Carbon-cutting pledges from 146 nations are “far from enough” to stave off dangerous global warming, the UN warned Friday, three weeks ahead of a crucial climate summit in Paris.
The voluntary efforts to curb greenhouse gases — if respected — would only yield a third of the cuts needed by 2030 to keep Earth from overheating, according to a UN Environment Programme report.
Countries have made “an historic level of commitment” with their pledges, UNEP Executive Director Achim Steiner said in a statement.
“However, they are not sufficient to limit global temperature rise to the recommended level of two degrees Celsius (3.6 degrees Fahrenheit) this century.”
Beyond that threshold, scientists say, lies a climate-addled world plagued by deadly drought, superstorms, and mass migration.
The emissions reduction plans — called Intended Nationally Determined Contributions, or INDCs — would result in a temperature hike of 3.0 C (4.8 F) or more by 2100, UNEP said.
Other scientific estimates have varied between 2.7 C and 3.5 C.
The annual “Emissions Gap” analysis tracks the difference between projected CO2 pollution, on the one hand, and the levels required to stay under the UN 2 C target, on the other.
– ‘Far from enough’ –
This year’s report is the first to take into account greenhouse gas reduction promises made ahead of the November 30-December 11 summit, tasked with delivering the first-ever universal climate pact.
Without the INDCs, humanity is set to spew some 60 billion tonnes of carbon dioxide equivalent — a measure that groups different greenhouse gases including methane and nitrous oxide — into the atmosphere in 2030.
The INDCs would shave 6 billion tonnes off the top, leaving the total at 54 billion tonnes.
But to keep the 2 C target on track, total emissions in 2030 should not exceed 42 billion tonnes, according to the UN’s climate science panel.
That means that the INDCs only cover a third of the 18 billion tonne gap between the current trajectory, and where we need to be in 2030.

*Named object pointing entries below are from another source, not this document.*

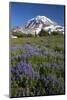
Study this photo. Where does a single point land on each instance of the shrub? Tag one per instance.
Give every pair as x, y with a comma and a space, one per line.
43, 33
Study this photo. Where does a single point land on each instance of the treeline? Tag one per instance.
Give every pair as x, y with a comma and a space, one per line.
41, 33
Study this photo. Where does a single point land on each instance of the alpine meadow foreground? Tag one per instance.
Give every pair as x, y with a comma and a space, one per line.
37, 66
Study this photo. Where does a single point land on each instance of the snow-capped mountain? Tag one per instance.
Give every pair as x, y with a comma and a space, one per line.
36, 24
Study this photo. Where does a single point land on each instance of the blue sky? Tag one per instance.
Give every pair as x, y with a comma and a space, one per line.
20, 13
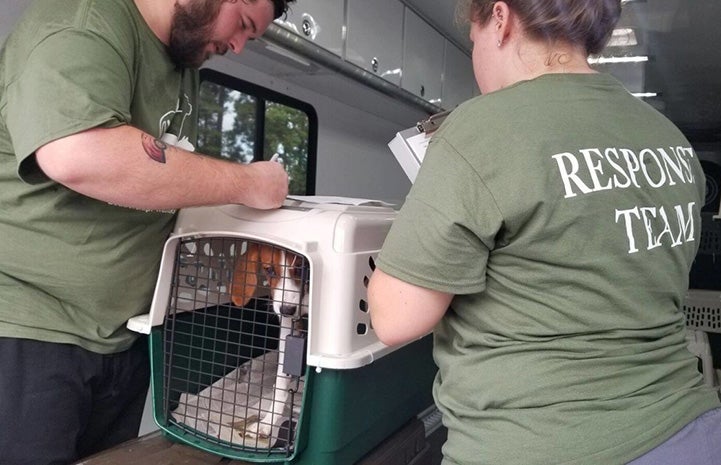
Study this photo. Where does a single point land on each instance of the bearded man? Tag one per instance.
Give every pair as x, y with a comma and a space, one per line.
97, 129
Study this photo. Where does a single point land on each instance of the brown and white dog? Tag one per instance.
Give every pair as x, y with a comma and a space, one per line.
286, 275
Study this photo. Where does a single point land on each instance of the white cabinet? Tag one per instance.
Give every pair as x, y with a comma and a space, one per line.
374, 37
458, 79
423, 51
320, 21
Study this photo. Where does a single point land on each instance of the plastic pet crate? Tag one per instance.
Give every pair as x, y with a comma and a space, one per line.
262, 347
702, 309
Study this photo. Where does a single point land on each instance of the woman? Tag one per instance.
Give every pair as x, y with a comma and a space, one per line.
547, 242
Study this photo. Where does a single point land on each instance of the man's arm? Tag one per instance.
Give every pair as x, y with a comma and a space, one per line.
402, 312
128, 167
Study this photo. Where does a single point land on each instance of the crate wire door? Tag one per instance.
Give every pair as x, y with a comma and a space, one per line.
221, 360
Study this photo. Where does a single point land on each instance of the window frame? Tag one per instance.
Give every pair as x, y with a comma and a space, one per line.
262, 95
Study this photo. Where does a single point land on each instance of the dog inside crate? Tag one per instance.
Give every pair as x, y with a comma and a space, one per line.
234, 342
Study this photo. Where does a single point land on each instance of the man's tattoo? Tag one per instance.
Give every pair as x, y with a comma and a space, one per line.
155, 148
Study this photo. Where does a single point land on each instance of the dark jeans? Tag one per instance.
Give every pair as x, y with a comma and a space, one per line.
60, 403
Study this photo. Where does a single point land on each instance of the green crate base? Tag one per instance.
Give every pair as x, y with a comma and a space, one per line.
344, 413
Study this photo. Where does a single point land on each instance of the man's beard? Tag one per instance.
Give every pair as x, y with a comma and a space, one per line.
190, 31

“The submitted contributions are far from enough, and the emissions gap in both 2025 and 2030 will be very significant,” the report said.
Moreover, it notes, greenhouse gas output would still be rising in 2030.

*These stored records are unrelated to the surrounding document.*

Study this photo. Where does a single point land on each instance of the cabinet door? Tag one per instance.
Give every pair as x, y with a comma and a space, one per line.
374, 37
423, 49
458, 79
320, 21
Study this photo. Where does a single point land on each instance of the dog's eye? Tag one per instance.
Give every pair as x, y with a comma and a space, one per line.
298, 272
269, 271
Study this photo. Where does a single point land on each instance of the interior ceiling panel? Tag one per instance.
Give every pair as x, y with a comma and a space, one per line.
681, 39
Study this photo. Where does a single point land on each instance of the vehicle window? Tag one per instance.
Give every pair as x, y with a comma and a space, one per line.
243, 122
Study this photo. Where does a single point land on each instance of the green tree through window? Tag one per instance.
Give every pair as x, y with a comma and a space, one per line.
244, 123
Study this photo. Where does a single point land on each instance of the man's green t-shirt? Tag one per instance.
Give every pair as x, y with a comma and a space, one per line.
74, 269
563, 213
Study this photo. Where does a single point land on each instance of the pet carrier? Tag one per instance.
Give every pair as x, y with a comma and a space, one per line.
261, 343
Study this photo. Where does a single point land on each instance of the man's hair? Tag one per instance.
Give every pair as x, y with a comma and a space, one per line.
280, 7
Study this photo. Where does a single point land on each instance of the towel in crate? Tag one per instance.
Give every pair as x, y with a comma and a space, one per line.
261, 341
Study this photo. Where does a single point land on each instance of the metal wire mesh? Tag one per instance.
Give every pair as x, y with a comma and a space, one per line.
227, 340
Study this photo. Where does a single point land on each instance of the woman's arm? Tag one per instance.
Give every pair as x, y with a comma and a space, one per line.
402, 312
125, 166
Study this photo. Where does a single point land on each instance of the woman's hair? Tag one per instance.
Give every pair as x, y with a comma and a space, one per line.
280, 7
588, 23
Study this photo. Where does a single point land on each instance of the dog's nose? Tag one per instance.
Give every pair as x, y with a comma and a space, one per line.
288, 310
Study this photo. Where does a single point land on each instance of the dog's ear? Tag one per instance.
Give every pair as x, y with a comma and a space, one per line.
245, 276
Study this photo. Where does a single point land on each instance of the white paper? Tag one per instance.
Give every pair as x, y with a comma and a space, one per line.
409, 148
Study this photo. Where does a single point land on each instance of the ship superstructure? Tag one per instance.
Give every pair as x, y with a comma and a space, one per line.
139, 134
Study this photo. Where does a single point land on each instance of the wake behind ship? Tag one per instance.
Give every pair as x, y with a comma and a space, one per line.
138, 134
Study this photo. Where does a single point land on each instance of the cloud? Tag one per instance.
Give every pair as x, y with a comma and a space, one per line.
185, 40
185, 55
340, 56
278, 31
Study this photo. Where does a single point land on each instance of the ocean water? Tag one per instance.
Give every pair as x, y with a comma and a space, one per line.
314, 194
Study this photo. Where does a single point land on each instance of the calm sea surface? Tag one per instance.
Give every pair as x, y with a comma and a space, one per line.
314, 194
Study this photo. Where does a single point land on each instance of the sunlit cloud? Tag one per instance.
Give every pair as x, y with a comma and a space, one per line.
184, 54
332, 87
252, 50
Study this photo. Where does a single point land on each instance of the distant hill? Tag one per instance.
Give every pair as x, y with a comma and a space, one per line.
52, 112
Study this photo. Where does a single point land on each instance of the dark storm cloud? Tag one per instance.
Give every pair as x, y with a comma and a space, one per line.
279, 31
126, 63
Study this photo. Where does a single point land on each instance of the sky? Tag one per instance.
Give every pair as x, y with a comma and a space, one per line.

Many scientists say it is crucial to bend the emissions curve — to make it peak, in other words — as soon as possible.
The longer we wait, they say, the harder and more expensive it will be to transition to a low-carbon global economy.
In 2014, greenhouse gas emissions from all sources totalled just under the equivalent of 53 billion tonnes of CO2.
That output will have to drop to near zero by 2075 at the latest to stay under 2 C, scientists say.
The UNEP findings bolster a report released last week by the UN’s climate body showing that — even if these national carbon-cutting schemes were carried out — humanity will have exhausted two-thirds of its “carbon budget” by 2030.
– Periodic review –
The carbon budget is the total amount of greenhouse gases we can put into the air while still having a better than even chance of capping warming at 2 C.
Starting from this year, that budget is about one trillion tonnes.
Both reviews took into account the 146 INDCs submitted to the UN by October 1, which includes all developed nations and three-quarters of developing ones.
Collectively, they cover some 88 percent of the world’s greenhouse gas emissions.
Many of the pledges from developing countries, such as India, are contingent on receiving financial support for cutting emissions and adapting to climate impacts already visible or in the pipeline.
The outcome of the Paris climate summit — where finance is one of the most sharply contested issues — will determine if these pledges are activated.
On a brighter note, many analysts have said that most INDC pledges are probably conservative, leaving room for greater ambition.
Another make-or-break issue in Paris will be crafting a mechanism that pushes countries to periodically review — and boost — their carbon-cutting pledges in light new technologies and progress to date.
“We need provisions in the Paris agreement to encourage review and revision of the inital round of INDCs, and that should happen by the end of this decade,” commented Alden Meyer, a climate analyst at the Washington-based Union of Concerned Scientists.